Films: “Alice Doesn’t Live Here Anymore” directed by Martin Scorsese (1974)
So satisfying to revisit a movie you liked almost 50 years ago and still find worthwhile
today. Such is the case with “Alice Doesn’t Live Her Anymore,” an early-ish (1974) film in the career of the now-iconic Martin Scorsese.
For those whose memories are foggy: Alice (Ellen Burstyn), a mild-mannered housewife living in small-town New Mexico, has dreams of rekindling her career as a lounge singer but is unfortunately stuck in a loveless marriage to Donald (Billy Green Bush), an abusive soda-truck driver. One day, he’s killed in an automobile accident. Alice quickly packs her bags and together with her wisecracking son Tommy (Alfred Lutter), drives west to Monterey, where she has fond childhood memories.

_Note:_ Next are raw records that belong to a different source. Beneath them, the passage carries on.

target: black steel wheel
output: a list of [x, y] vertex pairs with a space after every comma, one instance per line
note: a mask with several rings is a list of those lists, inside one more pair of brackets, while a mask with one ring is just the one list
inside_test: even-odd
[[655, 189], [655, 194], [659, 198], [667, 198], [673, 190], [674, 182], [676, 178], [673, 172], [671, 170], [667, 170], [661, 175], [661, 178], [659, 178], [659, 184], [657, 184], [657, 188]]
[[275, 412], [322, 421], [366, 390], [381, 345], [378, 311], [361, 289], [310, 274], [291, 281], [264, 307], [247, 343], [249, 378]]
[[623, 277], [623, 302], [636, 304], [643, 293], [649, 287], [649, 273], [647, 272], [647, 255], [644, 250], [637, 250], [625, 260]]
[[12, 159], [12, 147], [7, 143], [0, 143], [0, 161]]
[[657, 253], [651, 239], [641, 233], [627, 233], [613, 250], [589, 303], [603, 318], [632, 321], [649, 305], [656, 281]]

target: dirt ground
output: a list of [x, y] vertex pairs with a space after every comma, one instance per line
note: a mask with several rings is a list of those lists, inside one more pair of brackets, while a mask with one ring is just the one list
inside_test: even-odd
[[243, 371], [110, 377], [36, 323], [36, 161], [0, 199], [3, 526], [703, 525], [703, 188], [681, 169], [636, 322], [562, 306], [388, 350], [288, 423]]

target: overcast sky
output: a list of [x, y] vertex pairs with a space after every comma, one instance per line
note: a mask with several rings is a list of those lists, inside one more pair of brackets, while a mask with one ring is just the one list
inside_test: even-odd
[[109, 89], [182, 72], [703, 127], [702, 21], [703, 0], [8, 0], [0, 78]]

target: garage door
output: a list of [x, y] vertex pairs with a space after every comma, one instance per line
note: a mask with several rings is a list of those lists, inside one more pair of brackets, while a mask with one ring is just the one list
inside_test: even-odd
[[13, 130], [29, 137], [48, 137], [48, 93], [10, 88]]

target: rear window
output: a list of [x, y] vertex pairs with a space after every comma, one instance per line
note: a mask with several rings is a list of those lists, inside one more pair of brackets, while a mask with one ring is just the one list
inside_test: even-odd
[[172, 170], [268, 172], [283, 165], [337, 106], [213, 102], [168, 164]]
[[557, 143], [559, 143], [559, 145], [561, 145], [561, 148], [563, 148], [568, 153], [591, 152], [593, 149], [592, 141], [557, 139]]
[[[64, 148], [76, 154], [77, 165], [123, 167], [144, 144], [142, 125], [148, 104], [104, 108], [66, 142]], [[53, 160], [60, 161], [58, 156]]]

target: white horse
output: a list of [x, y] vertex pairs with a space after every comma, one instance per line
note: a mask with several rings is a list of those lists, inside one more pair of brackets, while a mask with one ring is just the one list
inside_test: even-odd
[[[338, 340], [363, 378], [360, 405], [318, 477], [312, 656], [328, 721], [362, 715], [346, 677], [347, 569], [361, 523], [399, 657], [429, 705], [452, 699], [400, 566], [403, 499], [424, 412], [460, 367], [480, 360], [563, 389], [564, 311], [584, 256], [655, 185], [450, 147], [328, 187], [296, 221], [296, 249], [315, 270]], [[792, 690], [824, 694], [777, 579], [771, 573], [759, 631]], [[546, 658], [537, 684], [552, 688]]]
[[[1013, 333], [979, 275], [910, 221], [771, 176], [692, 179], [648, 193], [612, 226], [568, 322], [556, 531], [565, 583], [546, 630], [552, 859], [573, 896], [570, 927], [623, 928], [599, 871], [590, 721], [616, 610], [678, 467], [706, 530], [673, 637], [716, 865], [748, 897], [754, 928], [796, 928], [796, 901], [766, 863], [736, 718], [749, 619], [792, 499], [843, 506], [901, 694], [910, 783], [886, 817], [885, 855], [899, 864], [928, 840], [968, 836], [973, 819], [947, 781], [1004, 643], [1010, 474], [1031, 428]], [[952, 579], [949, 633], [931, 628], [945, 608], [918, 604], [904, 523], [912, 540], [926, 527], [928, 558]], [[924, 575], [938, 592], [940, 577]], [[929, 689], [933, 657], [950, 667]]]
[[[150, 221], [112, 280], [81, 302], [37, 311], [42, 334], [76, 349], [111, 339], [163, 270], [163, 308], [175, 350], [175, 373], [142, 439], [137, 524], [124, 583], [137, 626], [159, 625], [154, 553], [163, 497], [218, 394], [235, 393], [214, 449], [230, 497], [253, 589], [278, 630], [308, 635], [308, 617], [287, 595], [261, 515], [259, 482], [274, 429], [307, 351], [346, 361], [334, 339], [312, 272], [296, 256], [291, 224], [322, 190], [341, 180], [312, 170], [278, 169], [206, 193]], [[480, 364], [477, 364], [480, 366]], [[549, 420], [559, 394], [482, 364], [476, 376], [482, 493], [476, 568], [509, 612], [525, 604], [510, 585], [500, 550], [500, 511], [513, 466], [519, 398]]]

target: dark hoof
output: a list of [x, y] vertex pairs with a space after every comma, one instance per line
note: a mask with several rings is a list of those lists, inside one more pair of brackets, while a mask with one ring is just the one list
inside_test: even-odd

Along the way, she stops in Phoenix, where she takes a job singing in a cocktail lounge and meets Ben (Harvey Keitel), a psychopath who never met a woman he didn’t eventually wind up smacking around. From there, she moves on to Tucson, where she gets a job as a waitress in a diner (the basis for the TV show “Alice” starring Linda Lavin) and connects with a handsome young cowboy (Kris Kristofferson). Will this romance work out when the others fizzled out?
When I first saw this movie in college, its warmth and hilarious mother-son interplay bowled me over. So did the music—the score featured songs by such 70s wonders as Mott the Hoople, Leon Russell, and Elton John. Altogether, I considered it a working-class, proto-feminist masterpiece. I still do.
Besides the messaging, which seemed radical at the time, the cast has lost none of its luster over time, featuring such actors as Diane Ladd in her breakout role as the potty-mouthed Flo, and a brash, impossibly young Jodie Foster as the ripple-swigging Audrey, Tommy’s GF in Phoenix.
IMHO, Alice is definitely worth a second look for fellow Scorsecians. But don’t wait for an overseas flight to catch it again.